Your premise appears to be centered on breaking into the InfoSec field with no mention as to what it is your already capable of performing in IT let alone IT. Start with what it is you have done and feel comfortable doing in IT in general and what it is you feel your qualified and likely to succeed in performing in InfoSec. Is your background in programming and development? Look to penetration testing and scripting. Infrastructure and Administration? Audit or Security operations would be a good fit.

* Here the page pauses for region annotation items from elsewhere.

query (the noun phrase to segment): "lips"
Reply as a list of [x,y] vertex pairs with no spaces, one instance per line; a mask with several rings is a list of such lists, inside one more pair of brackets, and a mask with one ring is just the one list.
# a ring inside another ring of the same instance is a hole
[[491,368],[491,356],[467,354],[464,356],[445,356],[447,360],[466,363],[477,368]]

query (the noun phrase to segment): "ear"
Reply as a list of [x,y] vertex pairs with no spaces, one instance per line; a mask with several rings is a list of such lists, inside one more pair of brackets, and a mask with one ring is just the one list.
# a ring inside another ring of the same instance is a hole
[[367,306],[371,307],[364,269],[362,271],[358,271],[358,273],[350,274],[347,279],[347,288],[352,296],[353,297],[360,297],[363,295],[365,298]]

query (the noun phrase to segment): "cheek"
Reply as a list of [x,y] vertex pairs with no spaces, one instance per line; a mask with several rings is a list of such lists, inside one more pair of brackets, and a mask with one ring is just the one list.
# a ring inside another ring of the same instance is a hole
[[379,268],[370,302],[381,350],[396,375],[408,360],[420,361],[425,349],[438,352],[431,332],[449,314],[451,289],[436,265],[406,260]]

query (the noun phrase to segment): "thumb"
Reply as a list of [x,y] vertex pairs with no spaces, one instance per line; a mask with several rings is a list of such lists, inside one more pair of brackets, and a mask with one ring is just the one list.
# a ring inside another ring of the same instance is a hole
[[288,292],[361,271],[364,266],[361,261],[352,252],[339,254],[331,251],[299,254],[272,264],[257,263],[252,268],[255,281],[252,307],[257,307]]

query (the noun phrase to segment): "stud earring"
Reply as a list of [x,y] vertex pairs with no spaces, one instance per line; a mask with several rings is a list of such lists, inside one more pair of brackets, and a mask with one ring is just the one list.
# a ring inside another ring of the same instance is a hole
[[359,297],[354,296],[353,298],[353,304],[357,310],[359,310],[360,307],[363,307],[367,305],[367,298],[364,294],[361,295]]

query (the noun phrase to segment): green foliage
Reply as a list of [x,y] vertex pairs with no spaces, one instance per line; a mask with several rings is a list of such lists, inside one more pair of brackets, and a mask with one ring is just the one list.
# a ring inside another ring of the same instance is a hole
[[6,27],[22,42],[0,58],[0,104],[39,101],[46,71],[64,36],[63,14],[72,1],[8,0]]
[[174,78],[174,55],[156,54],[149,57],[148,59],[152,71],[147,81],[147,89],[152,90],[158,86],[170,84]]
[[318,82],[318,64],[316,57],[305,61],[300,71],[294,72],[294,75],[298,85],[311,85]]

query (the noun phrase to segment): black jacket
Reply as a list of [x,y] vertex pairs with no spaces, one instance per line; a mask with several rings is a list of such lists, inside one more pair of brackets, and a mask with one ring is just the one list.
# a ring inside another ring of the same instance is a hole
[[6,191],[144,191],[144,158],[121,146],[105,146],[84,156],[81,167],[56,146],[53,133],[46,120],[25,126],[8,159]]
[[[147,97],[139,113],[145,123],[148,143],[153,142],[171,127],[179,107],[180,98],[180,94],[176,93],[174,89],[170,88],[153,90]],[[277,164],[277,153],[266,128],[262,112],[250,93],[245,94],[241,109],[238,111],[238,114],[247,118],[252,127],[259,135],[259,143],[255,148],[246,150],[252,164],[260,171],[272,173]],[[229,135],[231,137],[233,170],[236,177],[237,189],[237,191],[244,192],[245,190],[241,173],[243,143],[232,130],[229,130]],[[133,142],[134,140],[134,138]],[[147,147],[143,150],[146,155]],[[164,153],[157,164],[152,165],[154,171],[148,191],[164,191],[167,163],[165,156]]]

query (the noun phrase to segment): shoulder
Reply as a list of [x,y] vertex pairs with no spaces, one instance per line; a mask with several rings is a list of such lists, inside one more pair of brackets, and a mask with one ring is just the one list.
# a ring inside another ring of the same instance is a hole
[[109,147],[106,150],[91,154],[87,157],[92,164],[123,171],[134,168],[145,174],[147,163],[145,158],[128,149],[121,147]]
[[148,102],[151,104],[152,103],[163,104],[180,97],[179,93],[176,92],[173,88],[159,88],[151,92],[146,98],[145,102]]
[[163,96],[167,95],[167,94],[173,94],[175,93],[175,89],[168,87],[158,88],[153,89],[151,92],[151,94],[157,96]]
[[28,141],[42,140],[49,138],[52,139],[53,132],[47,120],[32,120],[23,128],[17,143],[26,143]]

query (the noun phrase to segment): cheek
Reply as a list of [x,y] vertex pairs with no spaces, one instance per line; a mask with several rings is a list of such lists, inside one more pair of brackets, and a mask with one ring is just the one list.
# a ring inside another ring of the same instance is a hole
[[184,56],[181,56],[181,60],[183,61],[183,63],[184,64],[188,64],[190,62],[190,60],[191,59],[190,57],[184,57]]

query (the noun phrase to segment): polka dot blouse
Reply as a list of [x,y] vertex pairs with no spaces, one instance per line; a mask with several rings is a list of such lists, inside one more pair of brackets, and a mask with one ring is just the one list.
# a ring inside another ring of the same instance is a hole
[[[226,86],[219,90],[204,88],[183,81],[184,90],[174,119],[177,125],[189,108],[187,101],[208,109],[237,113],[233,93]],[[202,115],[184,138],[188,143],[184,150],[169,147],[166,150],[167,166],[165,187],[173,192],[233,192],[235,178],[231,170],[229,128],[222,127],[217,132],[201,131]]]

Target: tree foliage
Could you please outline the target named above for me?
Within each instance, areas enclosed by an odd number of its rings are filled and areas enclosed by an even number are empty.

I seriously recommend every InfoSec career start with at the very least one year in audit. Why? Because its essential to learn to speak and perform the business of business to include all those silly business analysis and project management skills security itself relies upon and only becoming more critical. You will find in the longer run security is going to become the business of IT. A little less ivory tower and much more business logic orientated than IT logic.

-b/eads

bpenn

beads wrote: »

I seriously recommend every InfoSec career start with at the very least one year in audit. Why? Because its essential to learn to speak and perform the business of business to include all those silly business analysis and project management skills security itself relies upon and only becoming more critical. You will find in the longer run security is going to become the business of IT. A little less ivory tower and much more business logic orientated than IT logic.

-b/eads

I agree with this. I have been doing auditing along with my other duties and I feel the knowledge has benefited me and will benefit me more in the future as I progress my career.